A cli for running multiple pbs/qsub jobs with HTSeq's htseq-count script on a cluster.

These details have not been verified by PyPI

Project links

Project description

htseq-count-cluster

A cli wrapper for running htseq's htseq-count on a cluster.

Install

Requires Python 3.9 or higher.

pip install HTSeqCountCluster

Features

For use with large datasets (we've previously used a dataset of 120 different human samples)
For use with SGE/SGI cluster systems
Submits multiple jobs
Command line interface/script
Merges counts files into one counts table/csv file
Uses accepted_hits.bam file output of tophat

Examples

Run htseq-count-cluster

After generating bam output files from tophat, instead of using HTSeq's htseq-count, you can use our htseq-count-cluster script. This script is intended for use with clusters that are using pbs (qsub) for job monitoring.
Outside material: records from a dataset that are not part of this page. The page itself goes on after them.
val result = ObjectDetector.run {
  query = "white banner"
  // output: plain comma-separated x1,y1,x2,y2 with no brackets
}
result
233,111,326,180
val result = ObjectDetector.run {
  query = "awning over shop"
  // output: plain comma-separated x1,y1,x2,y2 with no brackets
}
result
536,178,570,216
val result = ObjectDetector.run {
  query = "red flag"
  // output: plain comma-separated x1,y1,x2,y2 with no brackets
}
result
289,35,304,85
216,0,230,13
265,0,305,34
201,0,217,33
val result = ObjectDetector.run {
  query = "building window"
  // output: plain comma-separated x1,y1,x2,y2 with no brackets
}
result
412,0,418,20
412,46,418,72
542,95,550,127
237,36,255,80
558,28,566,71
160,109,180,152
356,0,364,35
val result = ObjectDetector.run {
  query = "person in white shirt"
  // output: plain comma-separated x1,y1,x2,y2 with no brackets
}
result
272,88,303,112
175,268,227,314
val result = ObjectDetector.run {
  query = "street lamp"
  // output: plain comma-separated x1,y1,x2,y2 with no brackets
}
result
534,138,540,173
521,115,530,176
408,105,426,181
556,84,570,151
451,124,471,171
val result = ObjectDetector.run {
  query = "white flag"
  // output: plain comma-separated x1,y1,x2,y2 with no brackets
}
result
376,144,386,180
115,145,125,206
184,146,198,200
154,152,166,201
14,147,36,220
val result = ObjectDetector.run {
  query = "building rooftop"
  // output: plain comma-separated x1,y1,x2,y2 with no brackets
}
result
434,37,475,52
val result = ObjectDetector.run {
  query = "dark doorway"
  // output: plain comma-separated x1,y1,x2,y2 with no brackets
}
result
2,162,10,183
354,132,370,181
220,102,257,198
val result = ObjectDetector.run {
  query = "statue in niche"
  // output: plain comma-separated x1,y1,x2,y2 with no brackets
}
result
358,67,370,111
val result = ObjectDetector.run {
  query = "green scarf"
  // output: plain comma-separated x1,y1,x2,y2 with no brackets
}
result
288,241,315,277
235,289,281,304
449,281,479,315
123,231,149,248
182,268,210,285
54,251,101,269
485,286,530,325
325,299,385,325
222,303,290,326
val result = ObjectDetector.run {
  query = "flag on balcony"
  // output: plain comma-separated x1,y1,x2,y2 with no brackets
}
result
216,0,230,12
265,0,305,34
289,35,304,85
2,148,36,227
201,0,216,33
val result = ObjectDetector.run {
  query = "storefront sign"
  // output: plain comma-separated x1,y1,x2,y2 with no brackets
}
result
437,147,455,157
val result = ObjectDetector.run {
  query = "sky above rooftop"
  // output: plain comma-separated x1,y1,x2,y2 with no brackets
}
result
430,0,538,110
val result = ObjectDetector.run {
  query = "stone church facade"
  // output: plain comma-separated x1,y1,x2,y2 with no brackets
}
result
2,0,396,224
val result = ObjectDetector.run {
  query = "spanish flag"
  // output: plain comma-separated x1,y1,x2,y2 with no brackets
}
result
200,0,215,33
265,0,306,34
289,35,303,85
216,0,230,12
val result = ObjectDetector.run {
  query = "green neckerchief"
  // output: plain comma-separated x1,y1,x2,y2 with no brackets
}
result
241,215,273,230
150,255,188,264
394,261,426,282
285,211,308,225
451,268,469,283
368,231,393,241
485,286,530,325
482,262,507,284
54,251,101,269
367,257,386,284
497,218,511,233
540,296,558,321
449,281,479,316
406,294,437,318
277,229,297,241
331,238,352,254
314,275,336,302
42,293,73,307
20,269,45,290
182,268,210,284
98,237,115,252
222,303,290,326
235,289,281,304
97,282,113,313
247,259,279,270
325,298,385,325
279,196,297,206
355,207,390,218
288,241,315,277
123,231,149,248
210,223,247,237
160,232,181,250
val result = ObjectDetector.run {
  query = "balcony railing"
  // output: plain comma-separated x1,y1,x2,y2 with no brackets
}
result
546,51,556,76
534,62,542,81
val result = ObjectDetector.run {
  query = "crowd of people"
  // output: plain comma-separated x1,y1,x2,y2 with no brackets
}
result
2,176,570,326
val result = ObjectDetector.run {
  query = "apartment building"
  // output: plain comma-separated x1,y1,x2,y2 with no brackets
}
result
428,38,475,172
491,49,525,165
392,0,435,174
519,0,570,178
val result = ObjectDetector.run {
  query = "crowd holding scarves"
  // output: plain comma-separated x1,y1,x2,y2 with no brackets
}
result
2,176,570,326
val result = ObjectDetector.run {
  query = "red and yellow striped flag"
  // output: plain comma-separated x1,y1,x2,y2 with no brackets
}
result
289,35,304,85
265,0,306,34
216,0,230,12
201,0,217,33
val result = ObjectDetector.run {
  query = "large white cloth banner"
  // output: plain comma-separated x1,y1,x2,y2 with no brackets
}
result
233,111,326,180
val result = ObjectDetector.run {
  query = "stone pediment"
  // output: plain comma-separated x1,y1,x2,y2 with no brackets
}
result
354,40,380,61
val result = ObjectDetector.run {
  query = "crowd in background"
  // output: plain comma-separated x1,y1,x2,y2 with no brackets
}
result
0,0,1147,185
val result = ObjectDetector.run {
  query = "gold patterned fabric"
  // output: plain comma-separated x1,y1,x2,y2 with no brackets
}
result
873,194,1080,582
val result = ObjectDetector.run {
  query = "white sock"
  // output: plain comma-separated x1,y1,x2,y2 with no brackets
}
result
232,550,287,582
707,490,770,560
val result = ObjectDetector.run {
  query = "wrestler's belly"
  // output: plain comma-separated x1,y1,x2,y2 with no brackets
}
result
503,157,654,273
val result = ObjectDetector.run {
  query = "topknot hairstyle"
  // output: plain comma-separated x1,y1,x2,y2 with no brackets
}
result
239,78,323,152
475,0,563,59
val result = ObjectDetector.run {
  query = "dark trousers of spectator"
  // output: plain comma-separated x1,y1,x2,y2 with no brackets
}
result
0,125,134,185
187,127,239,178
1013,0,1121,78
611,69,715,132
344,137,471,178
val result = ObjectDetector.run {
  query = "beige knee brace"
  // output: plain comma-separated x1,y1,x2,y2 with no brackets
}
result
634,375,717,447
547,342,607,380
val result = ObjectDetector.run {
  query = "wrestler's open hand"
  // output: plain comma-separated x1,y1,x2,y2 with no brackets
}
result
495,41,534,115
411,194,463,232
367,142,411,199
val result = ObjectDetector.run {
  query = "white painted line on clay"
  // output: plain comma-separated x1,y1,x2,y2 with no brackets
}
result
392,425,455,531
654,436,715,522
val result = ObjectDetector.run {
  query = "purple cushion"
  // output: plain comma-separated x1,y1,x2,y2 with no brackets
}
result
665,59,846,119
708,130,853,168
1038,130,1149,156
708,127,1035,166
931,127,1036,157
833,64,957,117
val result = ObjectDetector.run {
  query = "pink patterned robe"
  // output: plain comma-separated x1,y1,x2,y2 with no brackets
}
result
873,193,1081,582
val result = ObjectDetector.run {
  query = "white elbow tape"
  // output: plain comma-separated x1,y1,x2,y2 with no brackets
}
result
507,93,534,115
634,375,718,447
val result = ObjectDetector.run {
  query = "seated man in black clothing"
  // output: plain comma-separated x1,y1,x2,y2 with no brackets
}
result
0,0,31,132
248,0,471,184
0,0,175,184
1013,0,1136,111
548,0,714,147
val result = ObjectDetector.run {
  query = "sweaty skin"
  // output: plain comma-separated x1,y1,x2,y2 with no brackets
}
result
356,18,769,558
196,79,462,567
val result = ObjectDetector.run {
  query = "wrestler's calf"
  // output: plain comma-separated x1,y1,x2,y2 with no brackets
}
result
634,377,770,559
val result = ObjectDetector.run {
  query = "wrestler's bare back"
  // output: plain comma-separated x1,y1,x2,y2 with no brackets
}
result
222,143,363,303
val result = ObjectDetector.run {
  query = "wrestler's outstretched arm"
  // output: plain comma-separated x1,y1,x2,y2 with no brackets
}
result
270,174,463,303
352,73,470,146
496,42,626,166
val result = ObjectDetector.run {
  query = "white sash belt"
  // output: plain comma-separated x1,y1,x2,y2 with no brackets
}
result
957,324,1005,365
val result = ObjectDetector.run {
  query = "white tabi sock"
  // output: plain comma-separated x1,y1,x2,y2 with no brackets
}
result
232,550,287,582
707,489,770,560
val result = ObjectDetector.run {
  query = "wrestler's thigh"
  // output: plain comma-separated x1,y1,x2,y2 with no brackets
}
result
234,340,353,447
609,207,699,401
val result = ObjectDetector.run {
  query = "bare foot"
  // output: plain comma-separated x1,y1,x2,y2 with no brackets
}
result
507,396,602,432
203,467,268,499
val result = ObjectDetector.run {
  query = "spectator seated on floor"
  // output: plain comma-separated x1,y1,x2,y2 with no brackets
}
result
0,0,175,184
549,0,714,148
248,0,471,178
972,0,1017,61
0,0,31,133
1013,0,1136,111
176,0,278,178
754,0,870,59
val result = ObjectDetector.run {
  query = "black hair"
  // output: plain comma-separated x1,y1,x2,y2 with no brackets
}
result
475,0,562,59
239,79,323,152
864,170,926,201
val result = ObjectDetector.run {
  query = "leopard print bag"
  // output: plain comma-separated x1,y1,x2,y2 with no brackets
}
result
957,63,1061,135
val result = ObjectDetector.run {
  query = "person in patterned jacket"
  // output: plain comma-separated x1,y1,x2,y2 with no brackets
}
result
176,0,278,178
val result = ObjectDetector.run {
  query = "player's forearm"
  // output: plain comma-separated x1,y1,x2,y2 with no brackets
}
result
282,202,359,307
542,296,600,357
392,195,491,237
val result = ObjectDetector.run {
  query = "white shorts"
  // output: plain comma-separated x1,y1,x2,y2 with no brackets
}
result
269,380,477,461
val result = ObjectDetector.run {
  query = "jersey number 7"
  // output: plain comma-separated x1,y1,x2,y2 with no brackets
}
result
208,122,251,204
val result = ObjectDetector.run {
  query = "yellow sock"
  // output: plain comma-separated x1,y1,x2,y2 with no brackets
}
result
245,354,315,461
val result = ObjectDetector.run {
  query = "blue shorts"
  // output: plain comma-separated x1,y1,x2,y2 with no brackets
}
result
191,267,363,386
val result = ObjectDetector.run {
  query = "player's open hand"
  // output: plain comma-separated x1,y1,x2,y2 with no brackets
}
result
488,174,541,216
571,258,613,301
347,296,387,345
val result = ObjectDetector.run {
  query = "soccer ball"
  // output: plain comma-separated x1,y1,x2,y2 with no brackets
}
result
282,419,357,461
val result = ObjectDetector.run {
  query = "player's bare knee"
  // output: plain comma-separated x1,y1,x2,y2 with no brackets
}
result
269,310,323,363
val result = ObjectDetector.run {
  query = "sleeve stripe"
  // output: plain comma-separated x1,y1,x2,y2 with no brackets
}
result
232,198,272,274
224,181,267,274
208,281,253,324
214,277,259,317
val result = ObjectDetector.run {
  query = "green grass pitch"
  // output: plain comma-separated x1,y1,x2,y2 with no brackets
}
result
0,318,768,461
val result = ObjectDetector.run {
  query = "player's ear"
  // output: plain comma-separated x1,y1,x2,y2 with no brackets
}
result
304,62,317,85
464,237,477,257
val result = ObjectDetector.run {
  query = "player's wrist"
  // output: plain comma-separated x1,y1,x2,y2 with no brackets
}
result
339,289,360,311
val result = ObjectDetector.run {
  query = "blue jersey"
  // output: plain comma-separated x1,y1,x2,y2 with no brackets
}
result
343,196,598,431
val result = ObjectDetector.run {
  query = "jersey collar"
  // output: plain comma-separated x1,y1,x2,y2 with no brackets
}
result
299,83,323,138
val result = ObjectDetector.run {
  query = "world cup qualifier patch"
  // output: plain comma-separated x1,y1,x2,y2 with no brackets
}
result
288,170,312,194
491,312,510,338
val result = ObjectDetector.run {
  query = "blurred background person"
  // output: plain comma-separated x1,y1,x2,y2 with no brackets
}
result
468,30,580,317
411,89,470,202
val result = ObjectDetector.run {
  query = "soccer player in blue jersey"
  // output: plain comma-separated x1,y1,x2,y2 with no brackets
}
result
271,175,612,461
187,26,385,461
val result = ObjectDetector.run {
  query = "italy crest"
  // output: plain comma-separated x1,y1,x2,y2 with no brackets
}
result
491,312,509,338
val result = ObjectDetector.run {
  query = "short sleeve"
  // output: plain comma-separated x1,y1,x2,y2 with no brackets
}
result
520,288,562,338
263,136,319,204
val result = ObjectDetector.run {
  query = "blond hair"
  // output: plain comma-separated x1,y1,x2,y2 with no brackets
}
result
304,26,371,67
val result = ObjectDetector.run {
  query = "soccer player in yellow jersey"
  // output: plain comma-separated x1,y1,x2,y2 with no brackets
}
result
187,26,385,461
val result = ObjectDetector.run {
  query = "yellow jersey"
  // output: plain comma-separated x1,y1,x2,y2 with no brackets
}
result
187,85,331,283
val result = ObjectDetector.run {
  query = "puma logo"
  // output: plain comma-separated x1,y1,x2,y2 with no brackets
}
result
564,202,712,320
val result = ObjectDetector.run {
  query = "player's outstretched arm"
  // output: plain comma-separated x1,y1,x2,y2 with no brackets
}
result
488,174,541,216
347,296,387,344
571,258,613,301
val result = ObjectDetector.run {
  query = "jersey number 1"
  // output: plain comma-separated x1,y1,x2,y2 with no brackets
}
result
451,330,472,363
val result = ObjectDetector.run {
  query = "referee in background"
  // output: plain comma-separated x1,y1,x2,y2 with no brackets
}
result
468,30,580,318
Our default htseq-count command is htseq-count -f bam -s no file.bam file.gtf -o htseq.out. This command does not take into account any strandedness (-s no) for the input bamfiles (-f bam) and uses the default union mode. For the default mode union, only the aligned read determines how the read pair is counted.

Legacy mode (still supported):

htseq-count-cluster -p path/to/bam-files/ -f samples.csv -g genes.gtf -o path/to/cluster-output/

New subcommand mode:

htseq-count-cluster run -p path/to/bam-files/ -f samples.csv -g genes.gtf -o path/to/cluster-output/

Argument	Description	Required
`-p`	This is the path of your .bam files. Presently, this script looks for a folder that is the sample name and searches for an accepted_hits.bam file (tophat output).	Yes
`-f`	You should have a csv file list of your samples or folder names (no header).	Yes
`-g`	This should be the path to your genes.gtf file.	Yes
`-o`	This should be an existing directory for your output counts files.	Yes
`-e`	Email address to send script completion notifications to.	No

This script uses logzero so there will be color coded logging information to your shell.

A common linux practice is to use screen to create a new shell and run a program so that if it does produce output to the stdout/shell, the user can exit that particular shell without the program ending and utilize another shell.

Help message output for `htseq-count-cluster`

usage: htseq-count-cluster [-h] COMMAND ...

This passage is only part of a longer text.